I too like to understand the theory behind everything. However, I have a suspicion that this one area where knowledge won't help and that we need to live the experience. I missed out on being cared for properly as a child, and I can't get that experience from a book.

Perhaps the one thing learning can do is help me identify the times when I refuse to be cared for now. It doesn't make it any easier to open myself up to receive it though.

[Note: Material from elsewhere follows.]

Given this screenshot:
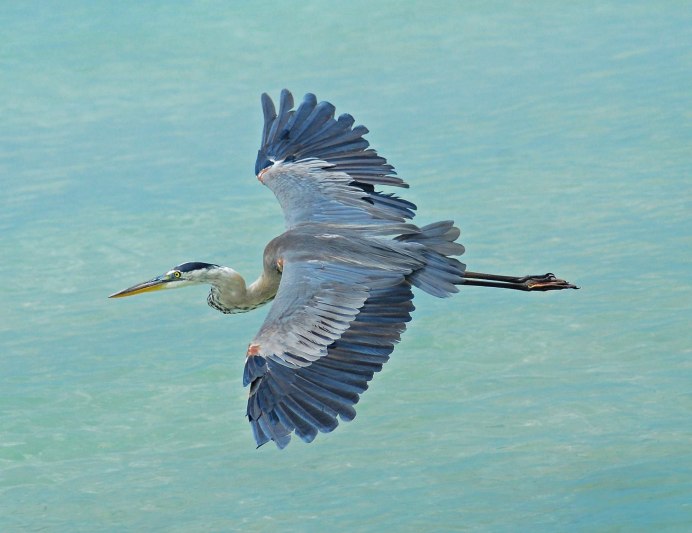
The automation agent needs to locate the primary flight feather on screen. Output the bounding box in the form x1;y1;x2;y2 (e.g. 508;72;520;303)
111;90;576;448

***thanks to everyone here who persist / insists on showing me compassion and concern***
 
@watundah I too am a theoretical learn that understands things better if I read them. I think that comes from having turned to reading as a child to escape. I will try to read the articles I find but I am not much of one to take things on faith.
 
Perhaps you can come to an acceptance that we have "frozen states" or parts of our psyche that hold the pain. Through non-dominant hand writing, I make amazing yet painful and informative discoveries that never would have happened otherwise. Sometimes it's still unbelievable, but the big thing is, will it help me to heal? Your therapist can also give you more scientific information on how it works.
 
It's from all the way back in 1967, but I just read a book called The Betrayal of the Body by Alexander Lowen. It talked about how neglectful or abusive parents arrest and distort the pleasure principle in children and how this carries over to adulthood. I found it really helpful.